Some authors advised against treatment with antibiotics or NSAIDs in the DRESS acute period, for unexplained cross-reactivity able to worsen the clinical picture [
27]. However, alternative antimicrobials were administered without adverse effects in 16 out of 17 patients affected with antibiotic-related DRESS [
40]. Our experience showed that in AED-induced SCARs the risk of hypersensitivity reactions to other drug classes was not increased in comparison with general population. Recently, a strict relationship between SCARs induced by allopurinol and carbamazepine and definite HLA-aplotypes has been identified. This observation might implicate a tight HLA restriction also in adverse reactions to different drugs and consequently a low risk of additional events [
41]. In fact, other drugs tolerated were: ibuprofen, clarithromycin, amoxicillin, metamizole, tramadol, ketoprofen, metoclopramide, rituximab, lercanidipine, echinocandin, teicoplanin, haloperidoland meropenem. In our patients, we discontinued the culprit drug and administered steroid therapy at high dosage, a treatment suggested in other studies [
42,
43]. High doses of steroid might have an immunosuppressive effect preventing a relapse due to other compounds [
41]. The management of our patients differed according to the Unit in which they were admitted: DRESS subjects were treated in our Centre with high doses of steroids, while SJS/TEN subjects were treated in Burn Unit with IVIG, steroids and topic therapy. High doses of IVIG was effective in our SJS/TEN patients, as already reported in some studies [
44], although this treatment was considered useless by other Authors [
45]. The prognosis was good also as a consequence of careful supportive treatment conducted in specialized Burn Units.

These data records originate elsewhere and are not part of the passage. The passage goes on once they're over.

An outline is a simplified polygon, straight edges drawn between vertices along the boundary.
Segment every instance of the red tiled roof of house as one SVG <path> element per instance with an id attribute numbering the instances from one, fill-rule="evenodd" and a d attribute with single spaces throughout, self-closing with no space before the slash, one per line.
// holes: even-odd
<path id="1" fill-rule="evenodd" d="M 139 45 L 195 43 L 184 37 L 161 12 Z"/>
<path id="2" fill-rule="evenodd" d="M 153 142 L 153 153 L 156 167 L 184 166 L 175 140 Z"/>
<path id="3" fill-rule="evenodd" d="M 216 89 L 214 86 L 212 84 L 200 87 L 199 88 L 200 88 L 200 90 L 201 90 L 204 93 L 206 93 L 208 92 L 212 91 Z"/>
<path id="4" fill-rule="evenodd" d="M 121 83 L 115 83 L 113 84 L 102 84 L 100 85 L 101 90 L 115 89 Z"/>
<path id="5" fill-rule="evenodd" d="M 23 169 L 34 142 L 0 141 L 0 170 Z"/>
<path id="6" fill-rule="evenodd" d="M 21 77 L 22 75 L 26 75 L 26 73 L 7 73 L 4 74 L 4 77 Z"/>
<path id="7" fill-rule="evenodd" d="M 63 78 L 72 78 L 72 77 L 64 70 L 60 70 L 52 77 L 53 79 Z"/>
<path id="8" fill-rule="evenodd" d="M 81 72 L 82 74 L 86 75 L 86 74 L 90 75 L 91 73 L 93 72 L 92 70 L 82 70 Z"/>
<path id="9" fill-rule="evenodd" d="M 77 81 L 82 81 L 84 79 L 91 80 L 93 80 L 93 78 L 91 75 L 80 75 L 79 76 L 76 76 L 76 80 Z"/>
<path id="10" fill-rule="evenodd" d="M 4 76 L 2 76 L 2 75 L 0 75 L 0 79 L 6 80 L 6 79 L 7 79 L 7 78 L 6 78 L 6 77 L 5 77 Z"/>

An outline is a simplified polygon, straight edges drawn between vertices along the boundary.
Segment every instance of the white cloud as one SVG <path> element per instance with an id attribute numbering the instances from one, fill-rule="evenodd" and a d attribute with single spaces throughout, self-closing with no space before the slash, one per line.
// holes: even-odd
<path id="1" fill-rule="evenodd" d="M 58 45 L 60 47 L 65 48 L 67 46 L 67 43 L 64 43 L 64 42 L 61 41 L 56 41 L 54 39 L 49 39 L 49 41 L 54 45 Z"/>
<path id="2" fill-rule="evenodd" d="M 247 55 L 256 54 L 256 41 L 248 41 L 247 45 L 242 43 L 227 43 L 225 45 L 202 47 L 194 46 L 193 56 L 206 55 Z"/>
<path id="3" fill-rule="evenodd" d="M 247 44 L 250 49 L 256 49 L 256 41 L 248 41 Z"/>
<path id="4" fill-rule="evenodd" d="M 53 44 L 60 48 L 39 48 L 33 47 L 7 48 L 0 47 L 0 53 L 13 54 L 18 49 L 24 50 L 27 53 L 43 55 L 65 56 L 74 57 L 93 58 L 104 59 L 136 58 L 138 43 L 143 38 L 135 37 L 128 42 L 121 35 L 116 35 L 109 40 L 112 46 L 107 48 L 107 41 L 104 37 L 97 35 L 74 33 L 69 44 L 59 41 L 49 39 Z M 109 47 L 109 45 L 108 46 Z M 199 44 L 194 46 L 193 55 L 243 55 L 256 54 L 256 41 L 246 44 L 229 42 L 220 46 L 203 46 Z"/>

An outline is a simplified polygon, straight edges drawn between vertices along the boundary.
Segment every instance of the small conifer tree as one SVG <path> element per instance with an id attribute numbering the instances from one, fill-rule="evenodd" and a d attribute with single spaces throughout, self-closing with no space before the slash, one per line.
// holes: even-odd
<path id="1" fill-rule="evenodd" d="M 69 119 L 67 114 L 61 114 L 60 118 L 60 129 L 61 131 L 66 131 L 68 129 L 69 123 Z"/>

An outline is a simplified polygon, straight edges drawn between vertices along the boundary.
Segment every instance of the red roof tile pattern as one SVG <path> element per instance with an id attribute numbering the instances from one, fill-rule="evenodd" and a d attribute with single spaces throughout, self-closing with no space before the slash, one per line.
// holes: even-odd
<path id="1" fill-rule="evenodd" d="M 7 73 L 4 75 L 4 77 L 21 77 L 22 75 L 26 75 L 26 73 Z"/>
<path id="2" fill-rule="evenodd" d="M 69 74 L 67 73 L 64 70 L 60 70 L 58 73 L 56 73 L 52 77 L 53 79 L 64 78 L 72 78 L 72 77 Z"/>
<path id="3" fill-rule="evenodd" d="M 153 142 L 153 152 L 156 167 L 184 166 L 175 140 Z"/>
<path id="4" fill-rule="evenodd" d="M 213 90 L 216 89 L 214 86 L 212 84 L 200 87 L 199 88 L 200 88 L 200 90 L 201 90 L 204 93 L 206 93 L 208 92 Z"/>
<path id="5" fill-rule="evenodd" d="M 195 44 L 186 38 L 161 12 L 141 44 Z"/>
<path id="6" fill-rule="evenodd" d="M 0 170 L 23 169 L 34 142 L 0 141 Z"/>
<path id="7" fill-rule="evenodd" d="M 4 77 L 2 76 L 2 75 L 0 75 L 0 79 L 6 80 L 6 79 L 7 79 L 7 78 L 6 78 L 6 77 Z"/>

In conclusion, on the basis of our case reports, we can suggest that non aromatic drugs, i.e. benzodiazepines and levetiracetam, are the most safe alternative treatment in SCARs due to the anticonvulsants. Moreover, we observed that drugs belonging to other classes were well tolerated in these patients confirming thus indirectly an HLA restriction for hypersensitivity reactions to other anticonvulsant drugs as well as to carbamazepine and phenytoin.